Donc les choix de sportifs comme Léa Curinier qui décide de changer d’équipe pour favoriser le double projet. Tu le comprends ?

Oui des changements d’équipe comme ça je comprends tout à fait. D’autant plus que si je ne me trompe pas c’était sa dernière année d’étude. Donc en plus, quand il te reste qu’un an pour finir tes études, forcément tu as envie de continuer et d’aller au bout. Oui je comprends totalement et je pense que c’est important que les équipes comprennent aussi qu’il faut soutenir l’athlète dans le double projet et il faut l’accompagner au mieux car cela permet des meilleures performances plus tard. Simplement peut-être que les équipes ne voient pas à long terme là-dessus.

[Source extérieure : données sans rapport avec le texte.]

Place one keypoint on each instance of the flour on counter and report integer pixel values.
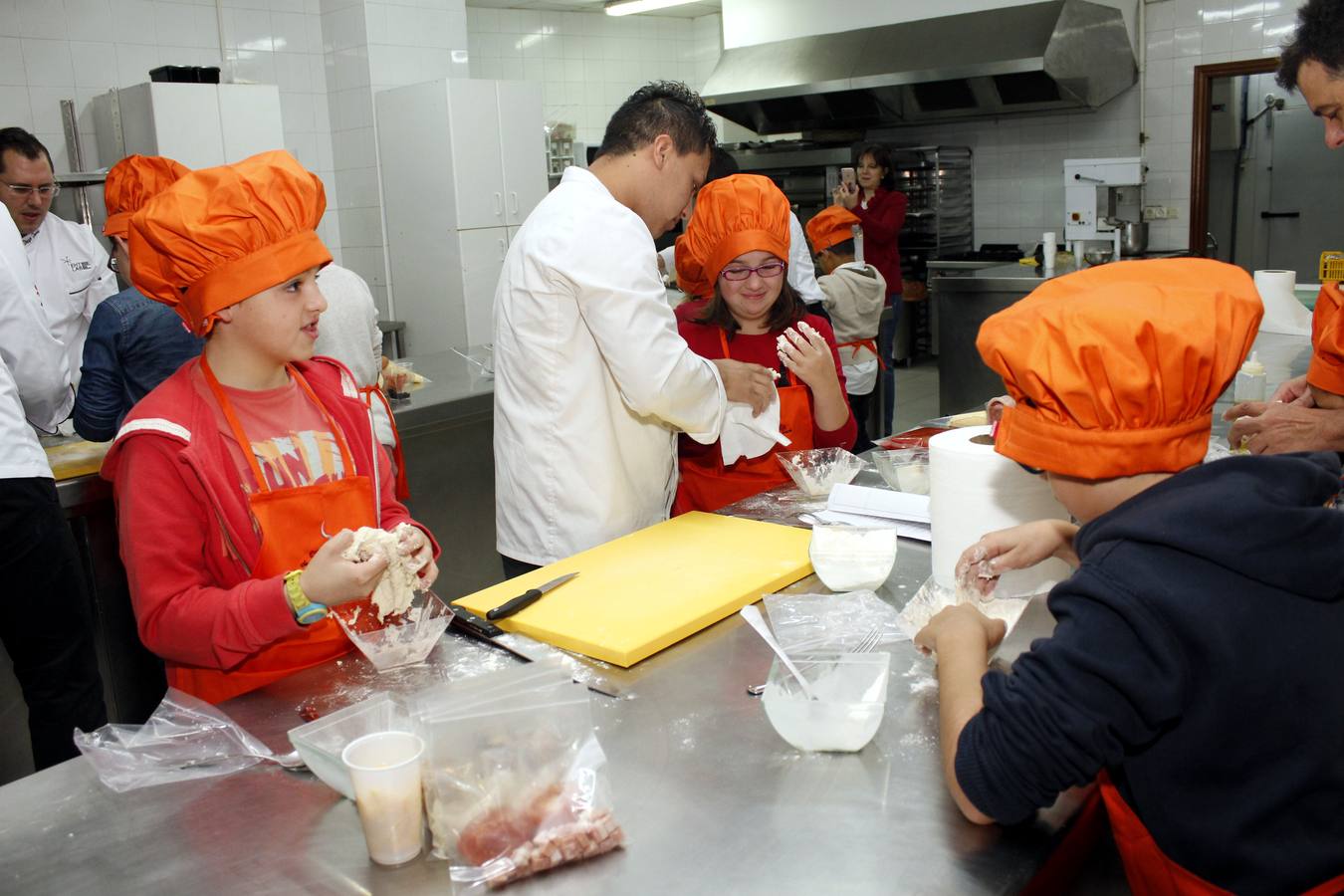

L’année 2023 touche à sa fin. Quelle va être la suite pour toi ?

Au niveau des cours là c’est plus simple car ma 2e année je l’ai étalée sur 2 ans. Donc au niveau des matières je n’ai que la moitié, donc cela me laisse plus de temps pour m’entrainer. Au niveau des courses, je n’ai pas encore mon calendrier. Après, au niveau de l’université, je dispose des mêmes aménagements que l’an passé, donc ça m’aide beaucoup. C’est un travail personnel pour bien concilier les cours et le vélo. Après la présentation d’équipe de vendredi, je pars pour 1 semaine de stage avec l’équipe, puis après, j’ai des partiels.